"But do you not find," said Inglesant, "that this devotion, which is so ephemeral, is rather given to the sensible object than to the unseen Christ?"

"It may be so," said the rector; "there is no good but what has its alloy; but it is a real devotion, and it reaches after Christ. Granted that it is dark, no doubt in the darkness it finds Him, though it cannot see His form."

"Doubtless," said Inglesant, who saw that the rector did not wish to dwell on this part of the subject, "as we say in our service in England, we are the sheep of His pasture, and we are all branded with the mark which He puts upon His sheep—the innate knowledge of God in the soul. I remember hearing of a man who believed that he had a guardian spirit who awoke him every morning with the audible words, 'Who gets up first to pray?' If this man was deluded, it could not have been by Satan."

In the morning, when Inglesant awoke, he saw from his window, over the city wall, the Monte Mario, with its pine woods, and the windows of its scattered houses, lighted by the rising sun. The air was soft and balmy, and he remained at the open window, letting his mind grow certain of the fact that he was in Rome. In the clear atmosphere of the Papal city there was a strange shimmer of light upon the distant hills, and on the green tufts and hillocks of the waste ground beyond the walls. The warm air fanned his temples, and in the stillness of the early morning a delicious sense of a wonderful and unknown land, into the mysteries of which he was about to enter, filled his mind.

It was indeed a strange world which lay before him, and resembled nothing so much as that to which the rector had aptly compared it the night before, a sacred interlude full of wild and fantastic sights; Churches more sublime than the dreams of fancy painted, across whose marble pavements saints and angels moved familiarly with men; pagan sepulchres and banqueting chambers, where the phantoms flickered as in Tartarus itself; vaults and Christian catacombs, where the cry of martyrs mingled with the chanting of masses sung beneath the sod, and where the torch-light flashed on passing forms of horror, quelled everywhere by the figure of the Crucified, that at every turn kept the place; midnight processions and singing, startling the darkness and scaring the doers of darkness, mortal and immortal, that lurked among the secret places, where the crimes of centuries stood like ghastly corpses at every step; and above all and through all the life of Jesus, enacted and re-enacted year after year and day by day continually, not in dumb show or memorial only, but in deed and fact before the eyes of men, as if, in that haunt of demons and possessed, in that sink of past and present crime, nothing but the eternal presence and power of Jesus could keep the fiends in check.

The rector took Inglesant over the College, and showed him the life and condition of the inmates under its most pleasing aspect.

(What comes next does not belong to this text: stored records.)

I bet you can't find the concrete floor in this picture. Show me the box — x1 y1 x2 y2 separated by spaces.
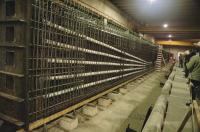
49 68 167 132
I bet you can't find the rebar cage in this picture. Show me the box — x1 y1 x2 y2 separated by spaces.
0 0 167 129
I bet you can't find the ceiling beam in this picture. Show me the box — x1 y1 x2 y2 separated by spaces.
138 27 200 34
156 40 193 46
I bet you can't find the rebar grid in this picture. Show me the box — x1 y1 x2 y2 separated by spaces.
28 0 156 122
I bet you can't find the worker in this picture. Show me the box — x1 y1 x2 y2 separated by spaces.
179 54 183 68
186 49 200 100
183 50 196 78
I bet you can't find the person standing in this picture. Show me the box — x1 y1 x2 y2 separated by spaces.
186 51 200 100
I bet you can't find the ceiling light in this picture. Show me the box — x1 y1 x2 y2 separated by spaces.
163 24 168 28
149 0 156 3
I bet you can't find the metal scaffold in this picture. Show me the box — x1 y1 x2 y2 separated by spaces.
0 0 169 130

As he then saw it it reminded him of a poem he had heard Mr. Crashaw read at Little Gidding, describing a religious house and condition of life, and he quoted part of it to the rector:—

"No cruel guard of diligent cares, that keep

Crowned woes awake, as things too wise for sleep:

But reverend discipline, and religious fear,

And soft obedience, find sweet biding here;

Silence and sacred rest, peace and pure joys."

When they had seen the College the rector said,—

"We will go this morning to St. Peter's. It is better that you should see it at once, though the first sight is nothing. Then at three o'clock we will attend vespers at the Capello del Coro, where there is fine music every day in the presence of a cardinal; afterwards, as Rome is very full, there will be a great confluence of carriages in the Piazza of the Farnese Palace, which is a favourite resort. There I can show you many of the great ones, whom it is well you should know by sight, and hear something of, before you are presented to them."

As they passed out into the street of the city the rector began a disquisition on the discovery of antiquities in Rome. He advised Inglesant to study the cabinets of medals which he would meet with in the museums and palaces, as they would throw great light upon the statues and other curiosities.